Personal information
- Born: August 19, 1971 (age 55) Toronto, Ontario, Canada

Career information
- College: University of Western Ontario

Career history
- New York Giants (1999–2001) Salary cap analyst; New York Giants (2002–2017) Assistant General manager; New York Giants (2017) Interim General manager; New York Giants (2018–2021) VP of football operations/Assistant GM; New York Giants (2022–2025) Senior vice president of football operations & strategy;

Awards and highlights
- As executive 2× Super Bowl champion (XLII, XLVI);

= Kevin Abrams (American football executive) =

American football executive (born 1971)

Kevin C. Abrams (born August 1971) is a Canadian-born American football executive was formerly the senior vice president of football operations & strategy of the New York Giants of the National Football League (NFL).
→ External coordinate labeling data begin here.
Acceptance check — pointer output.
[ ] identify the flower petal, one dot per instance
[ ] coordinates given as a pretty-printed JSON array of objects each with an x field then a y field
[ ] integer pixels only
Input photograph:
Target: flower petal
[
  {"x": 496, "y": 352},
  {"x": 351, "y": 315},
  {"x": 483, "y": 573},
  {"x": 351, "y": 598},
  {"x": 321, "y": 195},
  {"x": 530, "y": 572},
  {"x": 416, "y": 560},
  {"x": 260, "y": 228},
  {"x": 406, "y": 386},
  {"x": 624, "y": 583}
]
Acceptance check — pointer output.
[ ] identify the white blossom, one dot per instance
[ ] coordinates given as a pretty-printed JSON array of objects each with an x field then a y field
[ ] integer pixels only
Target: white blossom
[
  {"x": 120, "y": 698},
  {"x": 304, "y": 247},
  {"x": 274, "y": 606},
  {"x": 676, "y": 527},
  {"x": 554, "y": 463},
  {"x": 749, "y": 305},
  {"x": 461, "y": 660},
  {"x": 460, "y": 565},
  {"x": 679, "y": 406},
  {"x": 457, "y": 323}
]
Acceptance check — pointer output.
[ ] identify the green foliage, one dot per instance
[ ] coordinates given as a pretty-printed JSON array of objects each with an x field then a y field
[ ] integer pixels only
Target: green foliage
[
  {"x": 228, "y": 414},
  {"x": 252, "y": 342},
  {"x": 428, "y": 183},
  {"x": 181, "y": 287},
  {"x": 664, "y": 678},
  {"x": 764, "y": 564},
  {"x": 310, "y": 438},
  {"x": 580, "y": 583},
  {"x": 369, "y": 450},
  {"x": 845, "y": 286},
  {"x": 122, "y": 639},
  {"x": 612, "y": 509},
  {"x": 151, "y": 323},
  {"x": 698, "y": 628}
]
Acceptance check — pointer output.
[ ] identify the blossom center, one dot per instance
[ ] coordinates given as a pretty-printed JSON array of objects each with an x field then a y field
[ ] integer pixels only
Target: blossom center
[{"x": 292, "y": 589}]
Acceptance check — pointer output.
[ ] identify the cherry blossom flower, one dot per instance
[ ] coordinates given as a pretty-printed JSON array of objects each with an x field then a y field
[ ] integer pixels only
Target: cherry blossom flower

Abrams worked as the Interim General Manager during the 2017 NFL season following the firing of his boss Jerry Reese.

==Career==
===Early career===
Abrams began his career working as an intern for Ohio University football program, the Buffalo Bills, the Washington Redskins, and the London Monarchs.

===NFL===
Abrams began his career in the NFL working for the NFL Management Council as a salary cap analyst analyzing NFL player contracts.

In July 1999, following his work with the NFL Management Council, Abrams was hired by the New York Giants as a salary cap analyst, a newly created position by the team. In 2002 Abrams was promoted to assistant general manager working under GM Ernie Accorsi.
During the 2017 NFL season, Abrams worked as the Interim General Manager due to the firing of his boss, GM Jerry Reese. Abrams was interviewed for the Giants GM position, however, he was beaten out by former Carolina Panthers General Manager and former longtime Giants employee, Dave Gettleman.

On February 5, 2022, Abrams was named senior vice president of football operations and strategy for the New York Giants with his tenure ending in 2026.

On January 21, 2026, Abrams was let go by the Giants as part of organizational restructuring following the hiring of John Harbaugh.

==Personal life==
Abrams currently lives in Manhattan with his wife, Sarah-Jane, and three kids.